For each i if we have y_i <= (k-1)/2, we put y_i weight on B. if y_i >= (k-1)/2  (**) we have z = k – y_i  <= (k-1)/2 (***) is the amount s.t. (y_i + z) mod k = 0 and (y_i + z) div k = 1.

It means that z is the amount we can put on A to have 0 there and shift 1 to the next level.  And we can not have amount of weights < (k-1)/2 since (**) and (***) can reach equality.

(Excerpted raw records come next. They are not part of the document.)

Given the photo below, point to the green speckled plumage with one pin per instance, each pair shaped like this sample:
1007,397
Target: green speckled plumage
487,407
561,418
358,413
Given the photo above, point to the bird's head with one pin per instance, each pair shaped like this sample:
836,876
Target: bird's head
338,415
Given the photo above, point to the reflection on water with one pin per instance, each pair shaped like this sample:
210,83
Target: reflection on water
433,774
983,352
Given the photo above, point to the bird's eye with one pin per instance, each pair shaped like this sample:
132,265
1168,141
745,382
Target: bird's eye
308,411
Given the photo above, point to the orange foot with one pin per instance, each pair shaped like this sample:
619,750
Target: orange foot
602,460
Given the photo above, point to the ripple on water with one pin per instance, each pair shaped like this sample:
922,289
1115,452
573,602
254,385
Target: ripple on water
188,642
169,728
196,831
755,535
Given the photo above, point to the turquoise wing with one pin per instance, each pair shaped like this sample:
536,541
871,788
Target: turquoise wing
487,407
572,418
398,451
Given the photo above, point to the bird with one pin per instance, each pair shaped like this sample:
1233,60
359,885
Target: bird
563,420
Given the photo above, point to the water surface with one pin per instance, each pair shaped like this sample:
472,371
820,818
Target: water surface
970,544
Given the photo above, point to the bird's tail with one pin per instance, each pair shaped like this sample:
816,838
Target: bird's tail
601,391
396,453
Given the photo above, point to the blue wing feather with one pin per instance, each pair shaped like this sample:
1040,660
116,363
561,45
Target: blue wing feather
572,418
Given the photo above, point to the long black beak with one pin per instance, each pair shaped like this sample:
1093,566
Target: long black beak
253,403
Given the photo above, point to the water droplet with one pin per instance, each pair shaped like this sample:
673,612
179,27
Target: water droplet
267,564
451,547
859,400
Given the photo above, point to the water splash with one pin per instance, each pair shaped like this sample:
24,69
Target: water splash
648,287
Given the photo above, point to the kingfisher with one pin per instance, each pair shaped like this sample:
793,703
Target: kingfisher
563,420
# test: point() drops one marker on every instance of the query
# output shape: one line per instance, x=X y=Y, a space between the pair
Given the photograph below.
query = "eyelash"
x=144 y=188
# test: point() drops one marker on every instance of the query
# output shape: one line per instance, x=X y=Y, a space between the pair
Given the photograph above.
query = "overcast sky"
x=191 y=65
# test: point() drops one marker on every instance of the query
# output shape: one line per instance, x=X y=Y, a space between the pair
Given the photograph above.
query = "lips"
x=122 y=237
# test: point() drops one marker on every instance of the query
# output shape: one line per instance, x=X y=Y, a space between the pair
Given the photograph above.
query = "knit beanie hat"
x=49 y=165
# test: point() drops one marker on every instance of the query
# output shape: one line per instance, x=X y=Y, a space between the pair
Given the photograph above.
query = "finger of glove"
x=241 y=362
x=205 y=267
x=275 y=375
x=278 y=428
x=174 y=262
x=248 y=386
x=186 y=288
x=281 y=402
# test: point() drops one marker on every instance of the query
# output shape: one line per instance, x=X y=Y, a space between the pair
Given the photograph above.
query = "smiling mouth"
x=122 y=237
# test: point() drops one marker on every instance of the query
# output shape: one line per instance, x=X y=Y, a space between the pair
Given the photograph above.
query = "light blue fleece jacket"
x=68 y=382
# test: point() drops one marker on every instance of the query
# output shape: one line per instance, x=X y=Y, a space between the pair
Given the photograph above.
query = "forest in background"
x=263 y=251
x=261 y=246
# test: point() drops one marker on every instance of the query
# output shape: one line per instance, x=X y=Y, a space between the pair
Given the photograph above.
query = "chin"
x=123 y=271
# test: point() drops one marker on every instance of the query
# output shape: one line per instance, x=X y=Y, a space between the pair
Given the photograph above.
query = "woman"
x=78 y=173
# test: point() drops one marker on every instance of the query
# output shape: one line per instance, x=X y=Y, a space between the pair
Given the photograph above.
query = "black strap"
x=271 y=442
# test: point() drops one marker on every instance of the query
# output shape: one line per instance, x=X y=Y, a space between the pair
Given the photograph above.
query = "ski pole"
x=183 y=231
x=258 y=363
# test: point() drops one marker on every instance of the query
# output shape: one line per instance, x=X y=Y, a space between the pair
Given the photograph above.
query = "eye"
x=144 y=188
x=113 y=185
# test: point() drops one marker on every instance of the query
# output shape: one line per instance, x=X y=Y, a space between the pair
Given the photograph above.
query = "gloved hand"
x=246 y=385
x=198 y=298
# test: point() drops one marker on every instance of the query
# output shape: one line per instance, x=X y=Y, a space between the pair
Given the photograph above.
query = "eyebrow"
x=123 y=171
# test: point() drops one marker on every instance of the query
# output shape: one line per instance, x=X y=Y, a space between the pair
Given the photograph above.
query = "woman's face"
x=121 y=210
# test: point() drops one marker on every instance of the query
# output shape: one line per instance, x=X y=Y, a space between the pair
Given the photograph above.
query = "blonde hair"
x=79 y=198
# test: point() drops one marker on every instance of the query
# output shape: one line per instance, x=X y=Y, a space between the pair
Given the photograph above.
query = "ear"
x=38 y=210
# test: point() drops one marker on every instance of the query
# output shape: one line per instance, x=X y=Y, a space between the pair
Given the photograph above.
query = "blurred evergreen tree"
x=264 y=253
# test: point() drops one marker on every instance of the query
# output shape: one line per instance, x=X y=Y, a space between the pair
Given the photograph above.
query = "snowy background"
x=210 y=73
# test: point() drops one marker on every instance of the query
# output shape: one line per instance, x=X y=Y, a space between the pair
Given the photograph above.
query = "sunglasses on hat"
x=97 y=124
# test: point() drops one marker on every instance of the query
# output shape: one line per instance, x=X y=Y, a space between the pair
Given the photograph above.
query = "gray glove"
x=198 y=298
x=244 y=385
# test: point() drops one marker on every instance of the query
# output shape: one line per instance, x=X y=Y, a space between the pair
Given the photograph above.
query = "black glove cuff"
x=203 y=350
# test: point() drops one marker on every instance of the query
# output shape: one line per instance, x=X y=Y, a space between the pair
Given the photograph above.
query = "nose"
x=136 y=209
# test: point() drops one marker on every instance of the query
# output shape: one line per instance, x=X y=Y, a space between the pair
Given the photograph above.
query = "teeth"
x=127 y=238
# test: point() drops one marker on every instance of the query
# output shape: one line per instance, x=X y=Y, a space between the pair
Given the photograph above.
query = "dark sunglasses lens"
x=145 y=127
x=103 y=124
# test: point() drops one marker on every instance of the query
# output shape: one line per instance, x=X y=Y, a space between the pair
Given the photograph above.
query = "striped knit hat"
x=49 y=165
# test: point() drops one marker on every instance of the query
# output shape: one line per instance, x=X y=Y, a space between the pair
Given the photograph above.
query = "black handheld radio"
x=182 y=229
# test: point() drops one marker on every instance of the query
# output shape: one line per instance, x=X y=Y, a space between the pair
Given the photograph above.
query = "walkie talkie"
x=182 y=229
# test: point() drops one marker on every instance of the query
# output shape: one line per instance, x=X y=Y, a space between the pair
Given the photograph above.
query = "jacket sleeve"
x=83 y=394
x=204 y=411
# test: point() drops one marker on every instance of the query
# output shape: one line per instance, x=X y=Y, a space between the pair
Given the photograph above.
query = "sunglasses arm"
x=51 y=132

II) if k is even, k-1 is odd, let’s denote k-1 = 2l+1,  [(k-1)/2] = l weights is not enough since there is a middle value [(k-1)/2] + 1 = l+1which is strictly greater than [(k-1)/2] = l  and l is not enough to shift it to next level, since (l+1) + l = 2l + 1 = k-1 <k, but [(k-1)/2]+1 = l + 1 weight is enough, since, we can up on B amounts up to l + 1 and z = 2l – (l + 1) = l – 1 < l + 1, so we have enough amount of weights to shift to the next level. By the way, [(k-1)/2] + 1 = l + 1 = (2l + 2)/2 = k/2

To summarize, we have the following:

The least amount of k^i weights for each i to balance scales  is (k-1)/2 is k is odd and k/2 if k is even. Or, simply, [k/2]

In our proposition we had odd situation so we had (3-1)/2 = 1 weight enough to balance.